History shows us that sustained long term crises reshape human beliefs and behaviour. A BCG report cites examples of radical changes that past crises have brought to the world. The Black Death or plague in the 14th century shaped European history, World War II had a direct impact of accelerating women’s participation in the workforce and the 9/11 terrorist attacks reshaped transportation and security policies worldwide.
As the coronavirus pandemic changes things around us today, here is how business leaders and companies may change—in many cases forever.
It is said that human decision making during a crisis is affected by factual (statistical) information, real-time knowledge, and experiences. A large part of decision making is based on past examples and comparatives. But what happens when there are no precedents to follow?
The coronavirus crisis has no parallels in recent history, so leaders say they’re coming up with varied solutions that they feel work best for them. Some of these are:
Be resilient: “I am convinced that the economic crisis engulfing the world is not purely virus related. It reflects a lack of resilience in the global economy. The virus has merely exposed the underlying structural problems that have been around. To survive a change, I would emphasise on self-reliance, resilience, and real capability building,” says Sridhar Vembu, founder and CEO of Zoho.
Reset: “While it is hard to anticipate the long-term economic impacts of Covid-19, we know that the effects will not be felt equally across industries. Some industries have been hit hard and some have been posed with various opportunities. For example, while airlines and hospitality have been hit hardest, telemedicine is now made more accessible to people. I expect the biggest change to be the normalisation of remote work for knowledge workers,” believes Sid Sijbrandij, co-founder and CEO of GitLab.

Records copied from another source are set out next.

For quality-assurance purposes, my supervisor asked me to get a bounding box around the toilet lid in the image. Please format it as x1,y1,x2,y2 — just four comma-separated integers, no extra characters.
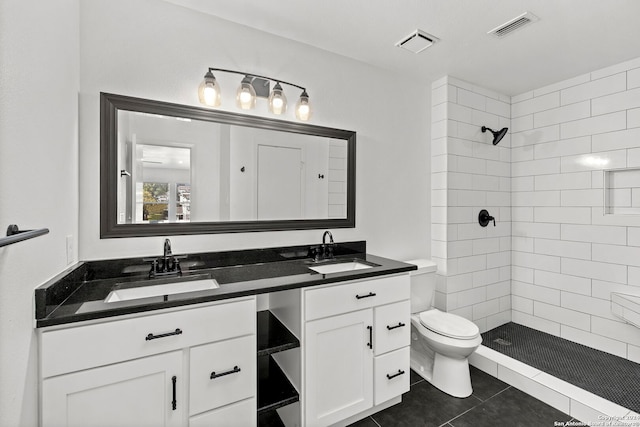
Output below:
420,309,480,339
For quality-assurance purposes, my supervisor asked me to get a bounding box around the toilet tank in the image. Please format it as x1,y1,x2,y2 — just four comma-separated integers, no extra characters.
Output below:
405,259,437,313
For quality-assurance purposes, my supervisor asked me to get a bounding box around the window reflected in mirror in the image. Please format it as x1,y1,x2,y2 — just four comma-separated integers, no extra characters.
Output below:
100,93,356,239
118,110,347,224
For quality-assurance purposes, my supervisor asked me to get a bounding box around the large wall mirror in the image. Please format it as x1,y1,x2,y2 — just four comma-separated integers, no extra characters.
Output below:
100,93,356,238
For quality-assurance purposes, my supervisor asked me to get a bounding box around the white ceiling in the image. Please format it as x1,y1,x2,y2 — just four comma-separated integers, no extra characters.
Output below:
167,0,640,95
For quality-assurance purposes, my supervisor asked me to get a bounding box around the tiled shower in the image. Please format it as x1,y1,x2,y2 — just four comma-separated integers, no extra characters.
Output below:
431,58,640,362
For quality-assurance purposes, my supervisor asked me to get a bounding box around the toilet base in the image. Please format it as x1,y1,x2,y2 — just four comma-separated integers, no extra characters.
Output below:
410,353,473,398
429,353,473,398
410,352,473,398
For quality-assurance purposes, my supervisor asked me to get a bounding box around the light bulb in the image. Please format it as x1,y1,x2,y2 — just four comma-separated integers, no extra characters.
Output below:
236,76,256,110
198,70,221,107
269,82,287,114
296,90,311,121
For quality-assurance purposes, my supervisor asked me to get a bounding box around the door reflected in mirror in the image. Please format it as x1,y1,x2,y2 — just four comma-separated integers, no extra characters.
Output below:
111,104,349,228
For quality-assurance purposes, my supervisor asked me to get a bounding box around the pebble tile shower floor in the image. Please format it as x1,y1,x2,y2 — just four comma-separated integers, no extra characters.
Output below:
482,322,640,412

Reskill: “Be very good at what you do, that creates an edge in the market and enhances the odds of survival. When the job market becomes very difficult, it is useful to think of it as: “The market values my time at zero, but I know I can do better than zero?” said Zoho’s Vembu.

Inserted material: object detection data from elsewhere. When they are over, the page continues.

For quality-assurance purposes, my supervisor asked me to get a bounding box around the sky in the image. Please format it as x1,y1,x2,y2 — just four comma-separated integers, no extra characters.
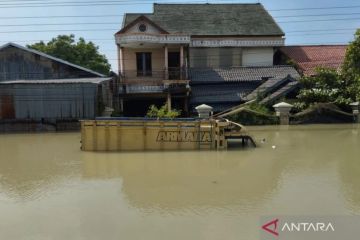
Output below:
0,0,360,71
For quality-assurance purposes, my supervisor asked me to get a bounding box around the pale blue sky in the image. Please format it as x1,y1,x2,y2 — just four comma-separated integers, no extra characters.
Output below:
0,0,360,70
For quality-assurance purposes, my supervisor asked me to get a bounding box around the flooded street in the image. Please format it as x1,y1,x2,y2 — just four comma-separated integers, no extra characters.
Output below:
0,125,360,240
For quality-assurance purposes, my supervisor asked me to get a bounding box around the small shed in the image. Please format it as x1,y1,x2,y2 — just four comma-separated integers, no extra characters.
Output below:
0,43,116,122
0,78,112,121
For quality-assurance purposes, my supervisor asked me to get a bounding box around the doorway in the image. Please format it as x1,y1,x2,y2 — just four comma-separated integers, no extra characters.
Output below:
168,52,180,80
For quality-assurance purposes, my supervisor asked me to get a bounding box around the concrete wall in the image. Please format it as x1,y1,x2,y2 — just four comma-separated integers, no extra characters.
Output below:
126,22,160,34
243,47,274,66
122,46,186,80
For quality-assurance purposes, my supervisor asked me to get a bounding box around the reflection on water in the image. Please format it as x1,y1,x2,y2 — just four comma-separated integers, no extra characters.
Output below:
0,125,360,240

Like human beings, companies also need to be in good health to last in the long-run. So, it’s essential to monitor their health quotient regularly, preempt potential threats, and prepare for any eventuality.
With a lack of early warning systems against a threat like coronavirus, decision-makers will need to constantly monitor every situation rather than reacting to emergencies after they occur.

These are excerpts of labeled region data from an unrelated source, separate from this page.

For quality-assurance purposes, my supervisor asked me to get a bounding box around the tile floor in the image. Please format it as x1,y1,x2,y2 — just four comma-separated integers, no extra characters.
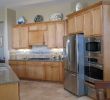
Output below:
20,81,92,100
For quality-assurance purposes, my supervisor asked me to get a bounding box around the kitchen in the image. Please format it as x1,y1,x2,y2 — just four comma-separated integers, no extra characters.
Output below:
0,1,109,100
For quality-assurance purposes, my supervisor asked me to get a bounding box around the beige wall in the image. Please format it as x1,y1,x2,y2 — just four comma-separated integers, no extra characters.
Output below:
16,0,100,23
0,8,5,21
4,9,16,60
16,3,71,22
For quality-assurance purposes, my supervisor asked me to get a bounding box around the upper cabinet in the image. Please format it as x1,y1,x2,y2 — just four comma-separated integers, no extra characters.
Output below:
67,17,76,34
75,14,84,32
47,21,65,48
84,11,93,36
12,21,65,49
29,23,47,31
47,22,56,48
12,26,29,49
67,5,102,36
56,21,65,48
92,6,102,35
29,31,44,45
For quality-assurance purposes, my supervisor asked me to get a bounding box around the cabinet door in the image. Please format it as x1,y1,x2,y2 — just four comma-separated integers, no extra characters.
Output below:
45,62,60,81
52,66,60,81
29,22,47,31
45,64,52,81
92,6,102,35
17,61,26,78
29,31,44,45
67,16,76,34
84,11,93,36
10,64,19,77
9,61,26,78
75,14,84,32
47,22,56,48
59,62,64,82
56,22,65,48
20,26,29,48
26,61,45,80
12,27,20,49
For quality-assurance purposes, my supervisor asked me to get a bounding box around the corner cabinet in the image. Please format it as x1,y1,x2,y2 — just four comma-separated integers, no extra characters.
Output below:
67,5,103,36
29,31,44,45
12,26,29,49
46,21,65,48
9,60,64,82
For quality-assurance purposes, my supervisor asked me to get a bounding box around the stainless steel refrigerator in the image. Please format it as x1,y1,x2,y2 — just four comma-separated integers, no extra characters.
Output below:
63,33,84,96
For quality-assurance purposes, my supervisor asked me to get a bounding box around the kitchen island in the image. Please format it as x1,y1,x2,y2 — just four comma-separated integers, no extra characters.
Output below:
0,63,19,100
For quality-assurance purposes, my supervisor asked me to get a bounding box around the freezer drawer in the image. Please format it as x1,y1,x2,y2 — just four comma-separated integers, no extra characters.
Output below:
64,71,77,94
64,71,84,96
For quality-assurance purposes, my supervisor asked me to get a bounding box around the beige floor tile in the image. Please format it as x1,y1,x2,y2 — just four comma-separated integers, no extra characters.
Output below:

Peter Abreo, co-founder and CEO of BeSpotted, a skills benchmarking platforms, lists a mental model for founders to navigate through this situation:
- Continued Consciousness: To ensure the business health continuum, leadership teams will need to build dynamic dashboards to identify and be aware of both visible and invisible threats.
- Continued Conservation: The adage “save for a rainy day and a potential flood,” will serve as a reminder to review and refresh cash reserves, talent relevancy, sales pipeline, and other metrics critical for business continuity.
- Continued Conversation: Leadership teams should create a regular cadence of credible and authentic communication channels to ensure stakeholders get a transparent view into the health of their business.
Many experts have warned that unpredictability of this sort is generally accompanied by the psychological phenomenon of “inattentional blindness.” What that means is, rather than focusing on tiny details, we tend to concentrate on the things that are most important.
One of the best-known experiments demonstrating inattentional blindness is the “invisible gorilla test,” an experiment that reveals two things: we are missing a lot of what goes on around us, and we have no idea that we are missing so much.
“Many leaders I have been speaking to are living in denial. Leaders must expect that things will change for good. Unfortunately, we wish we had a playbook, but we don’t,” said Kavi Arasu, learning and change specialist for workplaces and communities. “Going forward, what I see emerging is network-based models replacing individual hierarchical models.” As per emerging leadership traits, Arasu lists the following as critical, “leaders should be willing to nurture and cultivate differences.”
Martin Reeves, chairman of BCG Henderson Institute, believes that this is the time for excellence in leadership. “This particular crisis requires very different problem-solving approaches,” he said. “For example, in the first stage decision making was reactive and rapid. We then moved onto traditional planning based thinking. Currently, we are in an ambiguous period, where we may see a resurgence of the disease, we need adaptive thinking. In the post-coronavirus world, we will need creative thinking. What we need now are ambidextrous leaders.”
In conclusion, we need agile leaders, inspirational leaders, and systems thinkers who are highly interconnected. Reeves believes this is the era of wartime leaders who can take hourly decisions, as we do not have the luxury of time.